Say we drop a current loop into a uniform magnetic field.
As long as only on side of the loop is in the field, the magnetic flux through the loop is increasing and we hence have an induced voltage. The direction of the voltage is such, that the current it gives rise to results in a net force pointing upwards – working against the fall according to Lenz's law. This far this good.
However, what happens when the top end of the loop enters the field? By symmetry the current running in this branch will give a force pointing downwards, cancelling the one from the bottom. Hence, I believe the loop will be in simple free fall. But is there still a voltage induced?
The flux through the loop is not changing, but it is still "cutting lines of flux" which is often the argument used about Faraday's disk – a disk simply rotating in a uniform field and having an induced voltage.
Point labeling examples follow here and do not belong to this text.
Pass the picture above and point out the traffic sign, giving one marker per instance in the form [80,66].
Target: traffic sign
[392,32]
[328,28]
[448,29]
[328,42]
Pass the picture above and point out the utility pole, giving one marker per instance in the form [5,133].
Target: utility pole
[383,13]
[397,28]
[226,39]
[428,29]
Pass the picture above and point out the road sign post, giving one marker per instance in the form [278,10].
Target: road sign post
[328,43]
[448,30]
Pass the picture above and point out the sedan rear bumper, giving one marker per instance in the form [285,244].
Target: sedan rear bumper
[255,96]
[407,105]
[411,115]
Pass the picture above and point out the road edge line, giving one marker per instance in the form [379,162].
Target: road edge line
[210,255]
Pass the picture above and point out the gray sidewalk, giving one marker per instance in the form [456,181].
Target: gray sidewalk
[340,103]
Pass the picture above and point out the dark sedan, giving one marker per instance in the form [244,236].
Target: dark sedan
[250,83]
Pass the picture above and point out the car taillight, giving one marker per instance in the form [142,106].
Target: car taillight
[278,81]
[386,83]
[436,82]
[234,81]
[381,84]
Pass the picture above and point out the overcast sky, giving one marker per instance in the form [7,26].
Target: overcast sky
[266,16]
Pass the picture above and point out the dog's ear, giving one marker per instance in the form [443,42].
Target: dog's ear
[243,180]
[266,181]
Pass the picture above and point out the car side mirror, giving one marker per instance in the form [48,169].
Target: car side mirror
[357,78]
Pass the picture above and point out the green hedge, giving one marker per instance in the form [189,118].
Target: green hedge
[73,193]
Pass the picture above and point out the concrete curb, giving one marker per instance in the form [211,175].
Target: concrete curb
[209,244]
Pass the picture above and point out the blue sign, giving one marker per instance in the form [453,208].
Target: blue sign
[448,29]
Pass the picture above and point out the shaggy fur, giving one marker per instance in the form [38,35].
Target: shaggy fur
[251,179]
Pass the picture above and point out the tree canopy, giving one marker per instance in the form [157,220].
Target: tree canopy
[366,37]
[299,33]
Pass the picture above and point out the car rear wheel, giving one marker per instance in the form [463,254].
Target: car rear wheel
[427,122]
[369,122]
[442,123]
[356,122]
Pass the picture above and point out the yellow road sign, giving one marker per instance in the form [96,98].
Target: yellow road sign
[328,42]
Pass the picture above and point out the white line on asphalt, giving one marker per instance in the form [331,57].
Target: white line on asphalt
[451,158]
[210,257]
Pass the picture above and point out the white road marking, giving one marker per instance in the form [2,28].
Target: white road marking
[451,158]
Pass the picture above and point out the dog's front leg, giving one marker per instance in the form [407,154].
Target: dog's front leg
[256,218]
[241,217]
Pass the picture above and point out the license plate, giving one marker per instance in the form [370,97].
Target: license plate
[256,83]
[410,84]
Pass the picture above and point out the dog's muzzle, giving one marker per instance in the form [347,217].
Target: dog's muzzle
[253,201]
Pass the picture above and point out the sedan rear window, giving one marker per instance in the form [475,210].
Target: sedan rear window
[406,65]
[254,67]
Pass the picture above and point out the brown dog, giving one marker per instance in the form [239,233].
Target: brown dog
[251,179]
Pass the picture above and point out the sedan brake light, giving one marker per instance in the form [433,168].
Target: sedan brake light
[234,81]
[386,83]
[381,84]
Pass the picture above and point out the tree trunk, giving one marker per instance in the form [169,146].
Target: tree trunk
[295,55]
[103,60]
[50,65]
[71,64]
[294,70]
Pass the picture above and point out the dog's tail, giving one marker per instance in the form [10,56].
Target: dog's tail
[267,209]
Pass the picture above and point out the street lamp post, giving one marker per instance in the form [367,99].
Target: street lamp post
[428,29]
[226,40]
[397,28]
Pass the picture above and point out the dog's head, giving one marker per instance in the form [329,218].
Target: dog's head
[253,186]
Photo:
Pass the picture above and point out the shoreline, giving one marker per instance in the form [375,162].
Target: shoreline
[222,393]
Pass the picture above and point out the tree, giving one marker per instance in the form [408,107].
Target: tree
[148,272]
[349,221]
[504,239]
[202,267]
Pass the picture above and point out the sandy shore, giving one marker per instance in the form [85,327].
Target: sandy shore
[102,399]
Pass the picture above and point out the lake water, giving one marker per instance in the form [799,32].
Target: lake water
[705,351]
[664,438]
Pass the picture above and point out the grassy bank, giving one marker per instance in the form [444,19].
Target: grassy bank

If there is a voltage induced in the falling loop too – how does that comply with energy conservation?
Best Answer
One way of thinking of the system is to consider the top nad bottom of the loop separately.
When the bottom of the loop is in the magnetic field an emf, $\mathcal E = BLv$, is induced and as there is a complete conducting circuit there is an induced current produced which is shown in the left hand diagram.
This induced current is producing a magnetic field out of the screen and trying to reduce the flux change producing it.
When the top part of the loop enters the magnetic field, as shown in the right hand diagram, it too produces an emf of the same magnitude and direction as that of the bottom loop but you will note that the induced current (as shown in red) is of the same magnitude but it is in the opposite direction to the induced current produced by the bottom part of the loop.
So the net current in the whole loop is zero as os the net induced emf as one would expect as there is no net change of magnetic flux linked with the loop.
Since there is no induced current there is no opposition to the motion of the loop.
In terms of energy changes in the first case there is a current flowing through the loop and so ohmic heating occurs which comes at the expense of a loss of either kinetic energy or (gravitational) potential energy of the loop whereas in the second case there is no such transformation of energy.